Brain Enables Us Leaps Extraordinary  Imagination

Everybody has to take difficult brain decisions every now and then. The most difficult decision of my life was deciding whether or not to switch research fields following my PhD.

Which ranged from fundamental Physics to climate Physics. I received job offers that could have led me in any direction one was to join Stephen Hawking’s Relativity and Gravitation Group at Cambridge University, another to join the Met Office as a scientific civil employee.

I made a list of both the advantages and disadvantages of each option as one should do but couldn’t discern a conclusion about anything. As Buridan’s donkey could not get towards either the bale of hay or the water pail. It was a classic instance of analysis paralysis.

Activities Subconscious Brain

Because it was filling my head in my head, I decided to ignore the issue for a few weeks, and then get back to my day-to-day activities. In the meantime, my subconscious brain made a decision to make a decision for me. I went into my office on a particular day, and the answer had become apparent. I’d switch to studying the weather and climate.

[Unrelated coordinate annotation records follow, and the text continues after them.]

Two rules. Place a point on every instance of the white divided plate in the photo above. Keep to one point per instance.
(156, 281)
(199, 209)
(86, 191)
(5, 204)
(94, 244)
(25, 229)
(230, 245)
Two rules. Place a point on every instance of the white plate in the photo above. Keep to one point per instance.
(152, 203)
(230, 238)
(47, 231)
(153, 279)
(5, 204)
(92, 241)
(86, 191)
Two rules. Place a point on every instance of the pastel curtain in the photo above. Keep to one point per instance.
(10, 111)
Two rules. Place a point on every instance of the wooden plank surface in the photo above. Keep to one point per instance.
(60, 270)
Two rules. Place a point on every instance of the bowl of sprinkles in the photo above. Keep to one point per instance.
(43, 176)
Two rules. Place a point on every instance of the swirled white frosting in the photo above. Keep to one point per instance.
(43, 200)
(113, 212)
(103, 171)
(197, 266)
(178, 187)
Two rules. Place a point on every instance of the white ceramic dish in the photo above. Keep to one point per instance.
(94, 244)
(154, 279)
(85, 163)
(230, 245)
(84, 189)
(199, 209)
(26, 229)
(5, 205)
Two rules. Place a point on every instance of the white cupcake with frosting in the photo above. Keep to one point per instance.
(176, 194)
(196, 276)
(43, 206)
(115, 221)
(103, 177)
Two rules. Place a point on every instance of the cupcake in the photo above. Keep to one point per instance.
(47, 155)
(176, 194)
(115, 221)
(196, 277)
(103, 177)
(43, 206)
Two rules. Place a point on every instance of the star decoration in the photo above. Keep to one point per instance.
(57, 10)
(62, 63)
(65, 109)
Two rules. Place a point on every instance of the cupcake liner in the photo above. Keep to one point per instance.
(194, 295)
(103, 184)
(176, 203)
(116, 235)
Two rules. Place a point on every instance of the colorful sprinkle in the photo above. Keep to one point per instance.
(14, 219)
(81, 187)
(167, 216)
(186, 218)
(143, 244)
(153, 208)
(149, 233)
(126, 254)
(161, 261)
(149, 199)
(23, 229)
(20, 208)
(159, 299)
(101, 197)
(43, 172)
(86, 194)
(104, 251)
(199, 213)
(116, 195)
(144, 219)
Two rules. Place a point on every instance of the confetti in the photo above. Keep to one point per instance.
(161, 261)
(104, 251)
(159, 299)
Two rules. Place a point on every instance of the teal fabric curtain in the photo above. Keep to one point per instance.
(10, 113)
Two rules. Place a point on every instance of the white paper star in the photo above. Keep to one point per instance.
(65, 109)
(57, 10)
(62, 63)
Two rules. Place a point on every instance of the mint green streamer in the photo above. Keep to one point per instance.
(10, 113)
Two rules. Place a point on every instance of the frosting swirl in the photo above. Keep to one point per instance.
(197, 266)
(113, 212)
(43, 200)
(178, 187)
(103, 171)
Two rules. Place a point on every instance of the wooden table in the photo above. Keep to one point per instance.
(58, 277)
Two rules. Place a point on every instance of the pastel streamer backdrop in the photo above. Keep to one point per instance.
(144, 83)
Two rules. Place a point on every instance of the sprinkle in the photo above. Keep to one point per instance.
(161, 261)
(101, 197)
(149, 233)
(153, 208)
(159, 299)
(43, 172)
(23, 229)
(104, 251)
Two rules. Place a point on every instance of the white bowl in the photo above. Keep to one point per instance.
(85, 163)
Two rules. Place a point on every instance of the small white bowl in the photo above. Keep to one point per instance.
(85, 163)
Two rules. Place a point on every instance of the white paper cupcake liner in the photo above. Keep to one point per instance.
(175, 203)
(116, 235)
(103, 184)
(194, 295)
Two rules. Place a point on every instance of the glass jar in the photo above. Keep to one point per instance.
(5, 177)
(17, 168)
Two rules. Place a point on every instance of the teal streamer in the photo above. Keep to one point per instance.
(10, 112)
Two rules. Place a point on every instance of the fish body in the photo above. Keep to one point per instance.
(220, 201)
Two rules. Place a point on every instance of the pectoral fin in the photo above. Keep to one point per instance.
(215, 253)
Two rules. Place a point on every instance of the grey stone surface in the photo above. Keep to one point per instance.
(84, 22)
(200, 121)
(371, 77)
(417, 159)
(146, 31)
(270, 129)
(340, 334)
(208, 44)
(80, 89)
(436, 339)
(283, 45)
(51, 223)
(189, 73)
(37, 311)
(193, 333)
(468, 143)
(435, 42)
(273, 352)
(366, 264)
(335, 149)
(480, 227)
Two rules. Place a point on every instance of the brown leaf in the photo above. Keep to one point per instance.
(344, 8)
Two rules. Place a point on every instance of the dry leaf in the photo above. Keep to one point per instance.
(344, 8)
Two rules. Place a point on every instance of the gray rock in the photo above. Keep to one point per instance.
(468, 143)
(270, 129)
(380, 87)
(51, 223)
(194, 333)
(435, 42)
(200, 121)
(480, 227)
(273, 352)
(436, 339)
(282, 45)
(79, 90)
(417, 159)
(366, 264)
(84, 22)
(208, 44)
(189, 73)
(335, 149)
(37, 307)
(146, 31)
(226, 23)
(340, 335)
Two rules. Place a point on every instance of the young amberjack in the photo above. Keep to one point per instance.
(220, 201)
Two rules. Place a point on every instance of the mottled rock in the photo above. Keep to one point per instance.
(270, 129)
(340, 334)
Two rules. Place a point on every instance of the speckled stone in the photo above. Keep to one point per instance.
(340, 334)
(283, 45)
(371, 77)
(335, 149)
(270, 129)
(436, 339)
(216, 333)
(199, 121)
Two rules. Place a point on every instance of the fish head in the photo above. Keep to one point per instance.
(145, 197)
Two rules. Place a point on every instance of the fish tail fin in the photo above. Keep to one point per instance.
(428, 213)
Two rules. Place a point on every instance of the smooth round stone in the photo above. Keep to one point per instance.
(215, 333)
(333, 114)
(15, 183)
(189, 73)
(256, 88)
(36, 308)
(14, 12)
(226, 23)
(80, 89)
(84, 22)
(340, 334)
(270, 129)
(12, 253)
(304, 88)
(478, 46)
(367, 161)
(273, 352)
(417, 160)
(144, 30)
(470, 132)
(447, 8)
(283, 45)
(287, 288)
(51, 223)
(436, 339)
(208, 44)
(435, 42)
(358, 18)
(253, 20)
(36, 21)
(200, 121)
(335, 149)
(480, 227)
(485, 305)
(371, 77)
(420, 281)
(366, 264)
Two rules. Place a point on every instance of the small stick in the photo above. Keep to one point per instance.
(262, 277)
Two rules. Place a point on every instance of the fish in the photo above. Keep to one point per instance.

After more than 40 years I’d be making the same choice again. My rewarding career has involved the development of a novel probabilistic method of forecasting climate and weather, which aids organizations for disaster and humanitarian aid make better decisions in advance of extreme weather conditions. (This as well as other aspects are discuss in my book The Truth of Doubt.)

But I’m still intrigue by the thoughts going on inside my head at the time, which led the subconscious mind to come to a life-changing choice that my conscious mind could not. Are there any lessons to be learn here, not just about the ability to make difficult choices and how we can make those leaps of creativity that define us as an imaginative species? I believe that the answer to both of these questions is in a deeper understanding of the power of sound.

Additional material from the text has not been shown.